EARLY PLATES.
Painted in blue underglaze, showing variation of national Danish pattern.
(At Dansk Folke Museum, Copenhagen.)
The Flora Danica service represents the greatest complete creation in the overglaze painted work of the royal factory, and this blue-and-white stands as the greatest and most complete creation of the underglaze work.
It has been advanced, and on sure grounds, that this Copenhagen blue-and-white porcelain, with its continuity of national design extending in unbroken line for over a century and a quarter, is the largest service the world has seen. It has grown by steady process of evolution into thousands of well-defined forms, rich in inventive modelling, and keeping abreast with modern requirements, and it is to this day decorated with the old pattern of the early days. This of itself is an achievement not equalled by any other factory. A Copenhagen breakfast set of the twentieth century or a tête-à-tête tea service can stand beside eighteenth-century blue-and-white porcelain from the same factory, and be in perfect harmony in colour, in decoration, and in character.

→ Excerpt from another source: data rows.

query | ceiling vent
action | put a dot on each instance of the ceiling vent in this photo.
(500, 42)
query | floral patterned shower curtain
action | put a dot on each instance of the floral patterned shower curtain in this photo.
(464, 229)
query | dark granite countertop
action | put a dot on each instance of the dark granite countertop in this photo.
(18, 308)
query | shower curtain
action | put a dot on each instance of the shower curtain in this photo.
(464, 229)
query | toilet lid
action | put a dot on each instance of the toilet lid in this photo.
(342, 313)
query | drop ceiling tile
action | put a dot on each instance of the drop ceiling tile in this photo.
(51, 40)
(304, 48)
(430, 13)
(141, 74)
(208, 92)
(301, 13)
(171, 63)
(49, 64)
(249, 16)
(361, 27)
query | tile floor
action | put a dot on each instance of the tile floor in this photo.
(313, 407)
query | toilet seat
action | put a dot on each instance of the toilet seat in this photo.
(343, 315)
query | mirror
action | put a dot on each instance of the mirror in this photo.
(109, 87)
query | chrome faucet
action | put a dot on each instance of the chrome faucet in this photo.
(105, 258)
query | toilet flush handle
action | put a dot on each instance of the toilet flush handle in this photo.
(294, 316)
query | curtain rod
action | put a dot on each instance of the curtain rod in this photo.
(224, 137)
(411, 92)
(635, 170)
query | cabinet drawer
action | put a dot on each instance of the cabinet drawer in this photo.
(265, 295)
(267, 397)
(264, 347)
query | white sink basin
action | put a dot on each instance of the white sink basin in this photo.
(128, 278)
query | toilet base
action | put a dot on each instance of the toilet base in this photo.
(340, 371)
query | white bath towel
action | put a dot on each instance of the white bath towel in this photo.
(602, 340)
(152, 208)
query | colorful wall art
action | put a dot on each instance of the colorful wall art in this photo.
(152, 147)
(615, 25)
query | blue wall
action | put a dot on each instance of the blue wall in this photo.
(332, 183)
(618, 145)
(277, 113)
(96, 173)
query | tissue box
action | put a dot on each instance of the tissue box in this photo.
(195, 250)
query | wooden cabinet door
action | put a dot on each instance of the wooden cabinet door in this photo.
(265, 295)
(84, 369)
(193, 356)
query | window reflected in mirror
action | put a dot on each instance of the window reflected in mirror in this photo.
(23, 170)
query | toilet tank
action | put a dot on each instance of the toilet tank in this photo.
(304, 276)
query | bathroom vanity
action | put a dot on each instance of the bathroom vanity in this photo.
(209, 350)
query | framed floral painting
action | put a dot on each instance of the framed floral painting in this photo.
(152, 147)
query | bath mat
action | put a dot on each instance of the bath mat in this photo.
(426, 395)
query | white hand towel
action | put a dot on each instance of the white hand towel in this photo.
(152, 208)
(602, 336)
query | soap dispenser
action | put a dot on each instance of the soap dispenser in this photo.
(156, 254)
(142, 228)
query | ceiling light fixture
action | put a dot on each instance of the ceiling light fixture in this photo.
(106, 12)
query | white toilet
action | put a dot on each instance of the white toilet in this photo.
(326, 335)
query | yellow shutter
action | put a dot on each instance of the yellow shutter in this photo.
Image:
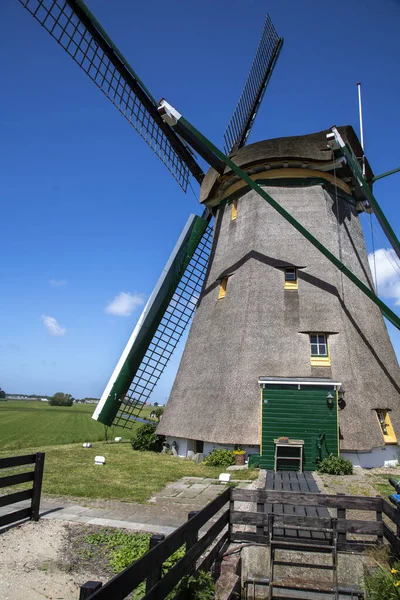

Kindred and allied by birth,
And made of the same clay.
The "Danish pattern" in blue was not long in attracting copyists from other European factories. To-day in Copenhagen itself English faience transfer-printed in blue stands as a trade imitation and a tribute to the genius and originality of its prototype. Possibly the potter plagiarists may never have heard of the pregnant words of Goethe: "There are many echoes, but few voices."
The Bornholm Clay Period.—Mention has already been made, in dealing with the early discoveries of Müller and the experiments he made, of the clay which he found in the island of Bornholm. This clay forms the body of some of the earliest-known pieces made by him. It may be readily recognized by its heavy weight and by its grey tone. It is easy, after making an examination of a great number of specimens of the old blue-and-white ware, to distinguish this Bornholm period, even although in the two years (1773-1775) prior to the adoption of the three blue lines as a factory mark, some pieces bear no mark whatever. It somewhat resembles certain heavy Japanese ware in its compact and solid body and grey-blue colour.
The author has made a fairly exhaustive test of several hundred pieces, both in public and in private collections. The gradual development in regard to the perfection of the paste and the glaze is so noticeable that it is possible to place the old blue-and-white fluted ware in successive grades according to the stages of evolution. At first coarse, though never meaningless nor offensive, when the ware was obviously in an experimental period, it betrayed fire-cracks and warpings in form and slight departures from perfect symmetry. Later it became whiter and thinner, and was manifestly more completely under the control of the potter. When the perfected period was reached, there were tea caddies, pounce boxes, and, in particular, certain dishes, of which an example is illustrated (p. [169]) which are not unworthy to be compared favourably with specimens of old blue-and-white Worcester of the early period. There is a delicacy and refinement in the modelling and potting, and that tenderness in the glaze and thinness in the body which at once betoken that the technique has been subjected to the patient potter's control.